One could think that curl
has an option that looks like it handles that,
--time-cond
, which is what the script is trying to use. This option makes curl
send the
If-Modified-Since
HTTP header,
which allows the server to respond with a 304 (Not modified) if the file is not newer
that the provided date. The date the curl
provides is the one from the file
referenced by that option, and I was giving the same file as the one where the output
goes. I was using these options wrong, it was doing it the other way around: continue
if the file changed or doing nothing if not.
So I sat down to try and tackle the problem. I know one can use the HEAD
request
to check (at least) two things: the resource's date and size (bah, at least in the case of
static files like this). So the original idea was to get the URL's date and size;
if the date is newer than the local file, I should restart the download from scratch;
if not and the size was bigger than the local file, then continue; otherwise, assume
the file is finished downloading and stop there.

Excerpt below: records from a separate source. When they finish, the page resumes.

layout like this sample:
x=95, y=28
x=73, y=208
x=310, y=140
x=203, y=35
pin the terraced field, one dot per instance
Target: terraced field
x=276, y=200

The last twist of the problem is that the only useful dates from the file were either
ctime
or mtime
, but both change on every write on the file. This means that if I
leave the script downloading the file, and in the meanwhile the file is rotated,
and the download is interrupted and I try again later, the file's c/mtime
is
newer that the URL, even when is for a file that is older then the URL. So I
had to add a parallel timestamp file that is created only when starting a download
and never updated (until the next full download; the file is actually touch
'ed),
and it is its mtime
the one used for comparing with the URL's.
Long story short, curl
's --time-cond
and --continue
options combined are not
for this, a HEAD
helps a little bit, but rotation-while-downloading can further
complicate things. One last feature one could ask to such a script would be to keep
the old file while downloading a new one and rotate at the end, but I will leave it
for when/if I really need it.
The new script
is written in ayrton
because it's easier to
handle execution output and dates in it than in bash
. This also pushed me to make
minor improvements to it, so expect a release soon.
-
In fact the other options are not do anything (but then we're left with an incomplete, useless file) or to try and find the file; in the case of geofabrik, they keep the last week of daily rotation, the first day of each previous month back to the beginning of the year; then the first day of each year back to 2014. Good luck with that. ↩